I quoted your words. If you think leaves consume energy, we're not operating on the same fact base. There is a lot of stuff in pot growing that is common practice that is absolutely ignorant; coconut water, molasses, organic nutes for 'flavor', flushing, to name a few. Science doesn't support these, yet hundreds of growers believe fervently in them, despite immense evidence that these beliefs are BS. I believe defoliation is one of these.
No, I do not understand that "removing some growth increases your yield". I think saying that "light and nutrients go to the areas you didn't cut off" is fundamentally ignorant of the mechanisms by which plants consume nutrients. You seem to think that fertilizer is food for the plant, and that leaves consume scarce energy. This is ignorant of basic plant metabolism.

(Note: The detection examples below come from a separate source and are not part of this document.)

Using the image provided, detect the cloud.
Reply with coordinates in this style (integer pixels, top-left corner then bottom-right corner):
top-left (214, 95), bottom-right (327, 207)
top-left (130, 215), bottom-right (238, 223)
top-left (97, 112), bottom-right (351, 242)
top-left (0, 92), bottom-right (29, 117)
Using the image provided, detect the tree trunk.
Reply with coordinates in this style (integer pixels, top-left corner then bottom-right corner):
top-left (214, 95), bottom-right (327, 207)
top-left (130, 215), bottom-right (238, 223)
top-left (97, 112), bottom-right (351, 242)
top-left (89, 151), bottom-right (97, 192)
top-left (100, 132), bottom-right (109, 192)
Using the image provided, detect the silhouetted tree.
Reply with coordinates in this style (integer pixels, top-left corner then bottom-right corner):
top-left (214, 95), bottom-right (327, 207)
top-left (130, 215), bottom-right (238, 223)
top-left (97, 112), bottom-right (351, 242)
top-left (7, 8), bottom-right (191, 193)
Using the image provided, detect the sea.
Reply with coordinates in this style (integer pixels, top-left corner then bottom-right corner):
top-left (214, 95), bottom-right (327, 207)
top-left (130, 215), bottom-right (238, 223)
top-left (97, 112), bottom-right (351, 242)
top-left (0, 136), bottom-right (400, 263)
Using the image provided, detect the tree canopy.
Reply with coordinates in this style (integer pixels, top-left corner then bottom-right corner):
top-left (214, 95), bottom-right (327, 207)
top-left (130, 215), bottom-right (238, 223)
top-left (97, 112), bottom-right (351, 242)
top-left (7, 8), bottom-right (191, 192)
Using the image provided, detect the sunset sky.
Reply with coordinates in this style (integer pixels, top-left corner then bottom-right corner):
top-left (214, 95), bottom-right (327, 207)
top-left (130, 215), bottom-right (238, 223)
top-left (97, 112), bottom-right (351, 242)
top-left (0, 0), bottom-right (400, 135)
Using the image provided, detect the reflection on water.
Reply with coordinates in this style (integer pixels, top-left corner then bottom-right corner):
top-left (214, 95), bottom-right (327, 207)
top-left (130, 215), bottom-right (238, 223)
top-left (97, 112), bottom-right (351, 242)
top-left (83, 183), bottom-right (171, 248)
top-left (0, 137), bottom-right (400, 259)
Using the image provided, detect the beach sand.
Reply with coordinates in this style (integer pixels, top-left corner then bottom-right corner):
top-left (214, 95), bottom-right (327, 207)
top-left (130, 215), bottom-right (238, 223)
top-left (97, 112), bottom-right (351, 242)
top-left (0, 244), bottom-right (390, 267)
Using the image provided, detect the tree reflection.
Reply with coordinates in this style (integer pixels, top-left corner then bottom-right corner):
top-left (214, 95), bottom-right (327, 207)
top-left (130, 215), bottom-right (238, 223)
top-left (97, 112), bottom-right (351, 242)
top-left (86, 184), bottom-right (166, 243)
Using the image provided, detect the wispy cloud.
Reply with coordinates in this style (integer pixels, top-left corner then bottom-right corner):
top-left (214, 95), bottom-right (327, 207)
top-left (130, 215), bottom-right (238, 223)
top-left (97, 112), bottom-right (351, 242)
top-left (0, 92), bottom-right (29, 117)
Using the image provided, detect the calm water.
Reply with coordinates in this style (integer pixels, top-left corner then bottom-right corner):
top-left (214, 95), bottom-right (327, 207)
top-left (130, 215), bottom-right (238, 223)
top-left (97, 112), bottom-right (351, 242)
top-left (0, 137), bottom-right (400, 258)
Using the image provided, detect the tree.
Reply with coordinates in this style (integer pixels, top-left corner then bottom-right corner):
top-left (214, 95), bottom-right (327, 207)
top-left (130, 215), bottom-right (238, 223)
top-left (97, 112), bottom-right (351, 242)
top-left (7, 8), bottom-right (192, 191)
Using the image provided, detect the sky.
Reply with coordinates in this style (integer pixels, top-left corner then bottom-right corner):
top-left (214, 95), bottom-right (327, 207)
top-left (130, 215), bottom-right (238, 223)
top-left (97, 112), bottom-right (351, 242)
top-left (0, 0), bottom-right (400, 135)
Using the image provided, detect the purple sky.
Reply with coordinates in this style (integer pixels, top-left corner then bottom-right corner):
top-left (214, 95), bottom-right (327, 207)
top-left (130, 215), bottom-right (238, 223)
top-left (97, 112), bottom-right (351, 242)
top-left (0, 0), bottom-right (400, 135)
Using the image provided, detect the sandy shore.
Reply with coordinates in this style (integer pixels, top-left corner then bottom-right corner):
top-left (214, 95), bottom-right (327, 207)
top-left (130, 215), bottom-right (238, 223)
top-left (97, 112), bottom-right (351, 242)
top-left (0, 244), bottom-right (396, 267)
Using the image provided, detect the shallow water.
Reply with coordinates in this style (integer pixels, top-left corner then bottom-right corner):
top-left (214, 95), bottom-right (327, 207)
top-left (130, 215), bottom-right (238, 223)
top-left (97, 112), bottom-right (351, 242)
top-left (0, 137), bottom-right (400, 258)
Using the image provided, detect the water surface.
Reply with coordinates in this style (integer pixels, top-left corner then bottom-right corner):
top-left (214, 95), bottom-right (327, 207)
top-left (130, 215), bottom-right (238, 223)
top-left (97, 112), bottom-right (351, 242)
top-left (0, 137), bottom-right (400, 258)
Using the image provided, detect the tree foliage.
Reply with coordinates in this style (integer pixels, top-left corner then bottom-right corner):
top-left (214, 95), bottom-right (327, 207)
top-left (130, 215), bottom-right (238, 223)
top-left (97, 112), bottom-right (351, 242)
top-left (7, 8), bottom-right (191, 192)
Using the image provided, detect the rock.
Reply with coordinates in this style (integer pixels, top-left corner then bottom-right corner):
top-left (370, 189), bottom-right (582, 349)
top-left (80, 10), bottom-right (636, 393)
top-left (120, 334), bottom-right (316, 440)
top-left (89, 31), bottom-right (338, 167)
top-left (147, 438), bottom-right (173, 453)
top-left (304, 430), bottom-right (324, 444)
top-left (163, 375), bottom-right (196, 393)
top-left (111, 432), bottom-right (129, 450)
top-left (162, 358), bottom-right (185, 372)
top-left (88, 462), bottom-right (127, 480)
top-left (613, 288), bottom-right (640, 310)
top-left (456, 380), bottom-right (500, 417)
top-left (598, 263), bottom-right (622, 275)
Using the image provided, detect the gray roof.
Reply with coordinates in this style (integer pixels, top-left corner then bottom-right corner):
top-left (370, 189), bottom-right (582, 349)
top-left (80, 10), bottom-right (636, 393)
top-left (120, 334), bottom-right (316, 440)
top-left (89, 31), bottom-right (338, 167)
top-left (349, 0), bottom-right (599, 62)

I have grown for quite a while, quite successfully. See the links below. There may be something to defoliation, indoors, for light penetration. Outdoors, this makes no sense. Light is not scarce, and nutrients can be abundantly supplied. There is no scarcity to remedy. From a thermodynamic standpoint, your rationale is not supported by what we know about how plants grow. It is mathematically impossible for less leaf area to produce more plant mass. There may be some behavior around bud shape, certainly there is less larf. But photons striking leaves is where plant energy comes from. If you think that leaves consume energy, you might want to read about how photosynthesis works.
I am going to do an experiment with a couple plants this summer to test. I have my thoughts, but I'll do the experiment. It's possible that the mass of accumulated science is wrong.